Nous avons reçu les témoignages de huit détenus de la prison de Marche (province de Luxembourg). La situation est différente d’un établissement à l’autre, mais qu’est-ce qui a changé à Marche?

Ornella trouve que «c’est plus dur. Nous n’avons plus aucune activité et ça joue énormément sur le moral.» À Marche, en temps normal, les détenus peuvent faire du sport, suivre des formations, et, plusieurs heures par jour, sortir de leur cellule pour aller dans les zones communes de leur aile (partie de prison), comme la cuisine, les couloirs, dans les cellules des autres…

Certains détenus travaillent encore, pour des fonctions indispensables: cuisine, buanderie (laver le linge)… Mais beaucoup n’ont plus de boulot, plus d’activités, et restent donc plus longtemps dans leur cellule. D’autres refusent de sortir pour aller au préau (cour extérieure). Ils y ont droit une heure le matin et une heure le soir, mais certains craignent pour leur santé malgré les mesures prises.

Ne plus voir ses enfants

Le plus difficile, pour beaucoup de détenus et leurs familles, c’est de ne plus se voir. Greg a deux filles de 23 et 11 ans. «La petite a dur: elle s’occupe, mais elle demande souvent quand elle pourra revenir me voir».

Certains détenus ont parfois des autorisations de sortie, pour une durée précise et en respectant certaines conditions, mais depuis le confinement, ces sorties sont suspendues. Marcello: «J’ai eu la chance d’aller voir ma fille le 6 mars. J’aurais dû la voir le 30 mars mais avec le confinement, c’est impossible. »

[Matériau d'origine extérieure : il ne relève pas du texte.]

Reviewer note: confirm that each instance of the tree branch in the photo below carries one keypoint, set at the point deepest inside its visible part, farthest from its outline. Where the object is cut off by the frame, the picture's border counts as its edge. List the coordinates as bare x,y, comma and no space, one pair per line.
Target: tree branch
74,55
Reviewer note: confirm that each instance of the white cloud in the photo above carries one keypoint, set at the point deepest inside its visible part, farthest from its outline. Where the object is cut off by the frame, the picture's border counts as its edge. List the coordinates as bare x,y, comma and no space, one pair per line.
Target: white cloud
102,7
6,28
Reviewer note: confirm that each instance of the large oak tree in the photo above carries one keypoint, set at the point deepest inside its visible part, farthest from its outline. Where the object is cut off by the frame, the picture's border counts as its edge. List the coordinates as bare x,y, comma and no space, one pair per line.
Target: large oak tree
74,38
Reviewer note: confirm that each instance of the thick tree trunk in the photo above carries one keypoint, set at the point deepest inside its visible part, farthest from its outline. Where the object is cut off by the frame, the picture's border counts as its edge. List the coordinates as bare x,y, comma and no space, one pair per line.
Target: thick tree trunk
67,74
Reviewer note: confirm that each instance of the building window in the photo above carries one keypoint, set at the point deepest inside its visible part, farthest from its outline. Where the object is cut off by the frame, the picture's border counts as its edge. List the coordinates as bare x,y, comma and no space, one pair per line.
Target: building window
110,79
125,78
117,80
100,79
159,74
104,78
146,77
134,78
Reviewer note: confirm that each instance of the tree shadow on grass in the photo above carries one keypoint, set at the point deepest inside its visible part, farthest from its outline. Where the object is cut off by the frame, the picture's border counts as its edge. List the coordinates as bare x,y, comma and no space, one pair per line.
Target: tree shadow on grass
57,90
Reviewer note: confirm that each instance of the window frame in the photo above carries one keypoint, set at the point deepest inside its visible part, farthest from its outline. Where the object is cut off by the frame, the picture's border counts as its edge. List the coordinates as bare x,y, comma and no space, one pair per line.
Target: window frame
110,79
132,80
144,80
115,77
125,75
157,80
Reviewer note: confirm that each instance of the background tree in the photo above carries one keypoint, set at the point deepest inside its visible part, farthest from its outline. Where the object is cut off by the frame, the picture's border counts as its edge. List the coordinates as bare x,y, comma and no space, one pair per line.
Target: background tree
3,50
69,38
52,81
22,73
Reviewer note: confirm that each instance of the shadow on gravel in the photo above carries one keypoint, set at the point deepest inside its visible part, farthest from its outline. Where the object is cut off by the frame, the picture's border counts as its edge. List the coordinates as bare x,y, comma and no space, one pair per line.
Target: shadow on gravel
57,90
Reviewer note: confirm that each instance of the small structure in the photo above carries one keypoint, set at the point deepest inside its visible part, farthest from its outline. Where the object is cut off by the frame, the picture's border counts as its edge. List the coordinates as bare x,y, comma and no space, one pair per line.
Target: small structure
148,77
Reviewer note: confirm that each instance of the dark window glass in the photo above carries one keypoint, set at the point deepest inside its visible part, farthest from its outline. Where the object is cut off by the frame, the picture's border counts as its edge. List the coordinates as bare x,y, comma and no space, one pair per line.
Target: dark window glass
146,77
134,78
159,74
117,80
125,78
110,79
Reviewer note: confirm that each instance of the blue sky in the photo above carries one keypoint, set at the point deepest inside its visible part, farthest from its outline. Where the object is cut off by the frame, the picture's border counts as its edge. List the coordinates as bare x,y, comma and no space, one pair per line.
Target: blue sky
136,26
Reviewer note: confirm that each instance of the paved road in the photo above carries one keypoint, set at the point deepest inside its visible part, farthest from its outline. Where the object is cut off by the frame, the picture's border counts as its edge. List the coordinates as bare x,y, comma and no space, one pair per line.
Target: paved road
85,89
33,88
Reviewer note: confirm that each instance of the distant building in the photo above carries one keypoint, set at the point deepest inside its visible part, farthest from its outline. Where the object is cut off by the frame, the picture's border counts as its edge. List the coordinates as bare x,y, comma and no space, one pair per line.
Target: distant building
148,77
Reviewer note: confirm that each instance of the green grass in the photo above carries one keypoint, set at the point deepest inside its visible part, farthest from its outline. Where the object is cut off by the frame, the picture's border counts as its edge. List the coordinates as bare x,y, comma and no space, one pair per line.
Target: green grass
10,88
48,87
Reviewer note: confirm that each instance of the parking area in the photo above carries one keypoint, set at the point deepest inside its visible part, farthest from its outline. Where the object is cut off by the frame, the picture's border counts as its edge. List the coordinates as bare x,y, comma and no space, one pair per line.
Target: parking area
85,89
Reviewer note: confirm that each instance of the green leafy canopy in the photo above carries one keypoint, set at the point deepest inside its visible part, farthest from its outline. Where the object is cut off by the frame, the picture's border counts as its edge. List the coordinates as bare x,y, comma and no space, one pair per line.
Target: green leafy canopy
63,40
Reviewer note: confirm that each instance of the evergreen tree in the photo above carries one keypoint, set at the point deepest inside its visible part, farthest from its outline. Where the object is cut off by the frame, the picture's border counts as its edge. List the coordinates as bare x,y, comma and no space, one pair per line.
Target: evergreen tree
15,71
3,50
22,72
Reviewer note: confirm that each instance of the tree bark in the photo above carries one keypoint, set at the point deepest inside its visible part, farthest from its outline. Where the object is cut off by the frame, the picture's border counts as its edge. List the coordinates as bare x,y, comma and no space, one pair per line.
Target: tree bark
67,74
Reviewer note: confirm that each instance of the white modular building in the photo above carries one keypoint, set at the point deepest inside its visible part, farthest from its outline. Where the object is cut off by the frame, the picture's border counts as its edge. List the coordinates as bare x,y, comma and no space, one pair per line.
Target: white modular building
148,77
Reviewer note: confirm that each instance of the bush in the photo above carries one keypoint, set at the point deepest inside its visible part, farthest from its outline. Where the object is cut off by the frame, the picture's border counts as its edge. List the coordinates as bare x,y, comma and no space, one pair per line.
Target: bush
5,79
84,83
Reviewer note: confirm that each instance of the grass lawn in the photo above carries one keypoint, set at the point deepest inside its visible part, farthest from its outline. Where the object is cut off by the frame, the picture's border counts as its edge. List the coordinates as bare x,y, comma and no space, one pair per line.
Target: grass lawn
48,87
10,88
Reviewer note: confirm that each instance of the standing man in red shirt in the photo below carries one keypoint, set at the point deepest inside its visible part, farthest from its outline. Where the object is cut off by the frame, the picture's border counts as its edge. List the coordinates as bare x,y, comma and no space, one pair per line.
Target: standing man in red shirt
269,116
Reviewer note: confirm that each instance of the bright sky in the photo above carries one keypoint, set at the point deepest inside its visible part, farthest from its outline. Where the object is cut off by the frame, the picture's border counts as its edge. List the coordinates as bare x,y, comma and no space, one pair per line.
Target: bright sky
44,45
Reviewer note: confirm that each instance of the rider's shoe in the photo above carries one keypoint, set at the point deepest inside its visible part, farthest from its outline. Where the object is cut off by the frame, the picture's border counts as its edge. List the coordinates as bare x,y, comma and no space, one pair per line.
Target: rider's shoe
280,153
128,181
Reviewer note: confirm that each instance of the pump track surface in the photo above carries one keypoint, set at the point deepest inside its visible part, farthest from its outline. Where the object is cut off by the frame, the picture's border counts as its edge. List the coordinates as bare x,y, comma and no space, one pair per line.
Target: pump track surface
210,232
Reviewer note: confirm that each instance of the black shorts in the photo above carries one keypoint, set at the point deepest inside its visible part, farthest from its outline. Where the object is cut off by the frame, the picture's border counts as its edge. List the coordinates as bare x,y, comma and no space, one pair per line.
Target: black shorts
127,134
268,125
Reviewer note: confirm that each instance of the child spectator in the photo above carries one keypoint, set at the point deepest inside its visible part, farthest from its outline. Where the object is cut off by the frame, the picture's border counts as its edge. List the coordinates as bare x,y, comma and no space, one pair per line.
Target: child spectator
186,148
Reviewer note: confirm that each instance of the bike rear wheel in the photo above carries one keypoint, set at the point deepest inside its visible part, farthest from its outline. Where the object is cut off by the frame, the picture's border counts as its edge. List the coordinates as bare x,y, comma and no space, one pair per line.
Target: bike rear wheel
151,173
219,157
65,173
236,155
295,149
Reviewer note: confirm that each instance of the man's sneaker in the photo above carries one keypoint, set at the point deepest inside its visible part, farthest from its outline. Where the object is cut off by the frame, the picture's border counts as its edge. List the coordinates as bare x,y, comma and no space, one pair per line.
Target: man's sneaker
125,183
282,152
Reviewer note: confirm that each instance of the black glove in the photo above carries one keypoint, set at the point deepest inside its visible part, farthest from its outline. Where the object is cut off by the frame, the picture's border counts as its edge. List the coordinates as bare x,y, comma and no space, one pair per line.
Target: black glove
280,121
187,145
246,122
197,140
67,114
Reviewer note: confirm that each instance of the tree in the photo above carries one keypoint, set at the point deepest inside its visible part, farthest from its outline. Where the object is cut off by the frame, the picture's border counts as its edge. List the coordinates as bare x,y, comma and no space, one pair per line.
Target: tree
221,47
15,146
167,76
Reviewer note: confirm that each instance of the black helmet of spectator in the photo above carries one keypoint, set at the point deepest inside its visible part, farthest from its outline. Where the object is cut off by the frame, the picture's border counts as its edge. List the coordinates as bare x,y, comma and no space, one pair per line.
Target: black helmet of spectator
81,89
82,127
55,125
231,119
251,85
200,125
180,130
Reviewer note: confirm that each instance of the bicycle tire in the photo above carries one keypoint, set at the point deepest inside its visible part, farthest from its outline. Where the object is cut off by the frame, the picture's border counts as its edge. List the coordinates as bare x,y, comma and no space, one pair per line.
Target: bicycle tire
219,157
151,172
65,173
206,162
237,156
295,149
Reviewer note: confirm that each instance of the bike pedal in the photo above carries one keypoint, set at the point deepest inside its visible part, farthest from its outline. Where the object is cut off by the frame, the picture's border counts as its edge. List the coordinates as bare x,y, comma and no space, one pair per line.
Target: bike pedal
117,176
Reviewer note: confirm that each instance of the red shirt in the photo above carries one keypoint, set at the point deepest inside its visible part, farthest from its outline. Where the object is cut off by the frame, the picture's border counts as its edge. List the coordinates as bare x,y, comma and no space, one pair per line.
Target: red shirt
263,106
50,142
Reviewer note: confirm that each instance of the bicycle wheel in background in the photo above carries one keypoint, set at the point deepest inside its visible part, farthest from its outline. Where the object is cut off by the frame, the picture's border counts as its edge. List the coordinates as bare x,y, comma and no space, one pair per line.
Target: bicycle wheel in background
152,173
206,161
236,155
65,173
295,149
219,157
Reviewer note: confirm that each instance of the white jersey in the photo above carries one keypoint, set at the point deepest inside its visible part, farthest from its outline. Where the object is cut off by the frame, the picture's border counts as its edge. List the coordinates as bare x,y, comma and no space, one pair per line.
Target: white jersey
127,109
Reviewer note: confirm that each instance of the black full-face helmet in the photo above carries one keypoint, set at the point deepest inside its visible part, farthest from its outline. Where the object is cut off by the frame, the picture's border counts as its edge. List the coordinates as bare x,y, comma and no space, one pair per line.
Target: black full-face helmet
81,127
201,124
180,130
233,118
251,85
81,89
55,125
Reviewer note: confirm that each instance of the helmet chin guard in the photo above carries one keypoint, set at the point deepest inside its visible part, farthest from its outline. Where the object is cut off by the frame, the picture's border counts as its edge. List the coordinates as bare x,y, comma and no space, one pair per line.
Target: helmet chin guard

Pour garder le contact, les détenus peuvent téléphoner (mais pas recevoir d’appels). Ces communications sont payantes et même s’ils ont reçu des crédits, ces communications peuvent leur coûter plusieurs centaines d’euros par mois! Pourtant, vu le contexte et l’absence de visite, ces appels sont d’autant plus importants… «Ma plus grande crainte, c’est que ma famille devienne malade, dit Ornella. Je me sens impuissante.» «Je m’inquiète plus pour mes proches et mes ami(es) que pour moi-même», explique Didi.

Fabrice: «J’ai très peur pour ma maman et mon fils ». Marcello s’inquiète aussi: «Ma fille le vit très mal. En plus, sa maman a le covid-19… Leurs défenses immunitaires vont-elles arriver à combattre ce virus? Vais-je tomber malade en prison? Y aura-t-il encore de la place dans les hôpitaux si nous sommes malades?»

Un détenu qui veut qu’on l’appelle Pardon dans cet article, fait remarquer: «Il n’y a pas que des monstres en prison. Nous faisons des erreurs dans la vie, parfois même plusieurs; je regrette sincèrement les faits pour lesquels je suis en prison. Mais nous sommes parfois condamnés lourdement. (…) Vous voyez la situation de confinement où la population a du mal à rester chez elle… et on ne compte qu’en semaines! Imaginez la situation de beaucoup de détenus: pour nous, c’est en années, que l’on compte!»

Bruno: «J’ai peur que mon fils soit contaminé par ce virus ou que moi-même je l’attrape et qu’il nous arrive quelque chose et que l’on n’ait pas su se dire au revoir! Je voudrais que les personnes qui sont à l’extérieur puissent savoir que, même si nous sommes en prison, nous restons des êtres humains et que nous sommes aussi concernés qu’eux par ce fichu virus

En prison comme ailleurs, il faut prendre son mal en patience. Didi: «Je fais mes exercices fitness en cellule et j’écris, dessine et réalise quelques projets déco et construction sur papier.» Marcello essaie de rester patient: «Nous n’avons plus le choix: rester sereins, positifs, et surtout ne pas céder à la panique». Un dernier détenu ajoute: «Comme tout le monde, je fais avec».